What was Walker's response, given that he had been County Executive for more than eight years?

He made it a two-fer (I'll highlight them so you don't miss 'em):

"Walker said Tuesday that his administration had inherited the current inspection system and had started to take steps to improve it even before the tragic accident at the O'Donnell Park parking facility last June. He also said he had suggested one change in a prior budget that was rejected by the County Board."
Full story here.

Hauling out the villains and shifting blame their way is an old conservative talk radio trick.

The talkers regularly tee up their usual suspects (I'll spare you the derogatory nicknames): Nancy Pelosi or Harry Reid or John Norquist or the Clintons or Jim Doyle - - you hear the squawking on the AM dial all the live long day - - to gin up the audience...heat up the ratings...inflate the talkers' sense of self-importance - -  regardless of how synthetic or mythological or just plain false is the villain's connection to real world cause-and-effect.

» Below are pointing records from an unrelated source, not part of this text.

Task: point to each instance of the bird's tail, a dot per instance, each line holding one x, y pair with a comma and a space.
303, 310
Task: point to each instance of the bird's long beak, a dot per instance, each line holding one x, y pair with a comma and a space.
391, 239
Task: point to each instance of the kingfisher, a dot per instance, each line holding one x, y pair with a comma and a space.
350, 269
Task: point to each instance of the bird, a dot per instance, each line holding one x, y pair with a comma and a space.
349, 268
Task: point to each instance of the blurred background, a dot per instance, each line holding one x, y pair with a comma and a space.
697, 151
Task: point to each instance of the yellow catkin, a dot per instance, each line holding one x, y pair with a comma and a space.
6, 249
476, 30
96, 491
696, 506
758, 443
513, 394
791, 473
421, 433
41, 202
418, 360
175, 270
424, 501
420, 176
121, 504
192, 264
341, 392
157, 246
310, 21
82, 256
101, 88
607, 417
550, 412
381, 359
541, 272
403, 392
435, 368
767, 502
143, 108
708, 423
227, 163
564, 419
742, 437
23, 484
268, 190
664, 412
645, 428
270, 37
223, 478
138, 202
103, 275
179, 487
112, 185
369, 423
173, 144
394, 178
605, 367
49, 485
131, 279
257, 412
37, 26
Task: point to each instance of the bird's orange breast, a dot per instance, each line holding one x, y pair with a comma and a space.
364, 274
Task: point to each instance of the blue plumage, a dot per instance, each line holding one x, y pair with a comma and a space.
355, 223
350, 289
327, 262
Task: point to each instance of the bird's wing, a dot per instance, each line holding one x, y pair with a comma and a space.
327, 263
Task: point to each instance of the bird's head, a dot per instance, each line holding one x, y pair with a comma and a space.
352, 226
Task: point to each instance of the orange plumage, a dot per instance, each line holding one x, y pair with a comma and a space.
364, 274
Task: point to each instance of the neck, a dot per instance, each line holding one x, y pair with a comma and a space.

Take the discredited allegations about "voter fraud" - - here the villains were ACORN and a few pathetic petty criminals who filled in fraudulent voter paperwork, got caught and were rightly punished, but who were not master-minding a grand conspiracy stealing elections.

Or consider the tiresome, talk-radio red herring that Wisconsin has lost jobs because it's a "tax hell, but compare that phony rhetoric, say, to the real job losses resulting from Walker's imperious cancellation - - he called it a "victory" - -  of the federally-funded Madison-Milwaukee train.

Talk about a hellish move: Walker cost Wisconsin a train assembly plant in Milwaukee, and at least 4,700 rail construction and additional white and blue-collar positions.

Or think about the Right's big lie about the "government's takeover of health care," an effective sound bite for sure - - and also an issue ironically relevant for Tea Party and other conservative office-takers who will soon delight in elite, taxpayer-subsidized-and-government-provided-public-employee health care plans.

Managing by blame-shifting was Walker's M.O around here, but it got old and explains why he got only 38% of the gubernatorial vote in Milwaukee County.

Some finger-pointing is inevitable after a tumultuous election, but Walker, his talk radio handlers and press release driven legislator allies have little subtlety in their playbooks and probably won't want to toss the villainification template.

Without it, the work would get harder and the finger of responsibility point only to you.